Real-Time Weather Data Pipeline

Category:

Data Engineering

Technology:

Python, SQL

Skillset:

dbt

This end-to-end analytics project fetches live weather data from an API, orchestrates data ingestion and transformation pipelines using Dockerized services, loads it into PostgreSQL, transforms it with dbt, and visualizes results with Tableau .

Project Structure

  • airflow/: Airflow DAGs and configs

  • dbt/my_project/: dbt models and project files

  • dbt/.dbt/profiles.yml: dbt profile for Postgres

  • postgres/: Postgres volume and initialization

  • api_request/insert_record.py: Python ETL scripts

  • docker-compose.yml: Service orchestration

External Services

Weatherstack API
  • Sign up at Weatherstack to get a free API key.

  • Use this key in your ingestion scripts to fetch current weather data.

Pipeline Steps

API Request & Data Ingestion (Python)
  • insert_record.py fetches live weather data via the Weatherstack API and inserts it into PostgreSQL using psycopg2.

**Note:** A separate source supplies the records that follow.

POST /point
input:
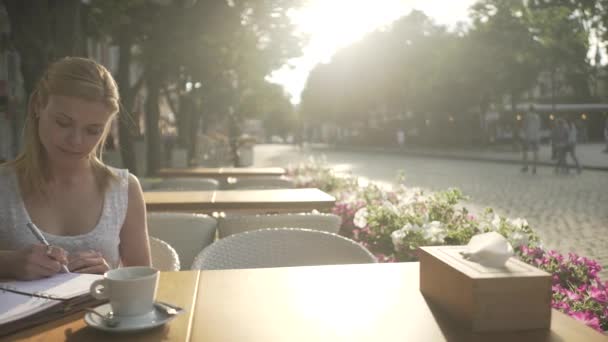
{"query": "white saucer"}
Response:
(152, 319)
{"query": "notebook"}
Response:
(25, 303)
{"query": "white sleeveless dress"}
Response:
(104, 238)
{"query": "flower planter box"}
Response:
(517, 297)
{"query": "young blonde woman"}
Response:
(92, 215)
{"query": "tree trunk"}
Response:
(153, 85)
(31, 37)
(234, 134)
(126, 124)
(66, 28)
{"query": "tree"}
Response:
(43, 31)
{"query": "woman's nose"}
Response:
(75, 137)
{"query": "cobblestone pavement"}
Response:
(569, 212)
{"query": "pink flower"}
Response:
(573, 296)
(601, 295)
(562, 306)
(588, 318)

  • Run locally: python3 api_request/insert_record.py

Setting up PostgreSQL
  • Defined in docker-compose.yml under service db.

  • Accessible locally on localhost:8000 (mapped from container port 5432).

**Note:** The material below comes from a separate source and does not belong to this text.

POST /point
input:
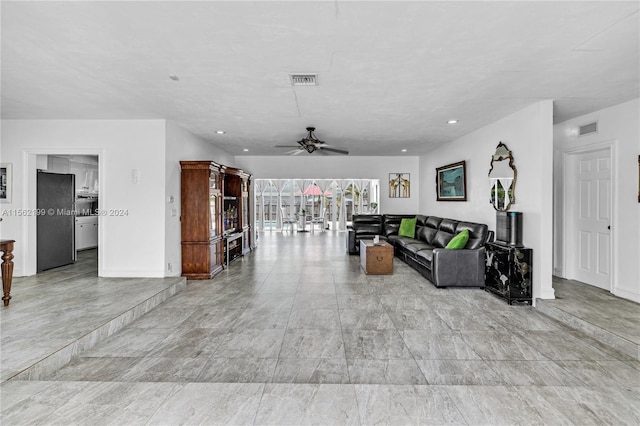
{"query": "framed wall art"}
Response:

  • Persisted to ./postgres/data.

Ingest Data into Postgres
  • The ingestion script connects to PostgreSQL (host db inside Docker network, or localhost:8000 from host).

Setting up Airflow
Creating an Airflow DAG
  • DAGs are stored in airflow/dags/.

  • Example DAG orchestrates:

  1. API ingestion (PythonOperator)

  2. dbt transformations (DockerOperator)

Setting up dbt
  • Runs in dbt_container.

  • Project files in /usr/app (mapped from ./dbt/my_project).

  • Profiles mounted from ./dbt/.dbt.

Creating dbt Models for Analytics
  • Models in dbt/my_project/models/ generate analytics tables (e.g., stg_weather_data, daily_average, weather_report).

Creating DAG Dependencies
  • Airflow DAG ensures tasks run in order: Ingest ➡ Transform ➡ Export

Exporting Data to CSV
  • Use Python (pandas or csv) or SQL COPY command to export data from PostgreSQL to a CSV in a mounted volume for use in BI tools.

Visualization & Reporting

Importing Data in Tableau

  • Option 1: Connect directly to PostgreSQL:

  • Host: localhost

  • Port: 8000

  • Database: db

  • User: user

  • Password: password

  • Schema: dev

  • Option 2: Import from CSV export.

Visualizing the Data
  • Create dashboards for daily averages, trends, and weather analytics grouped by date/city.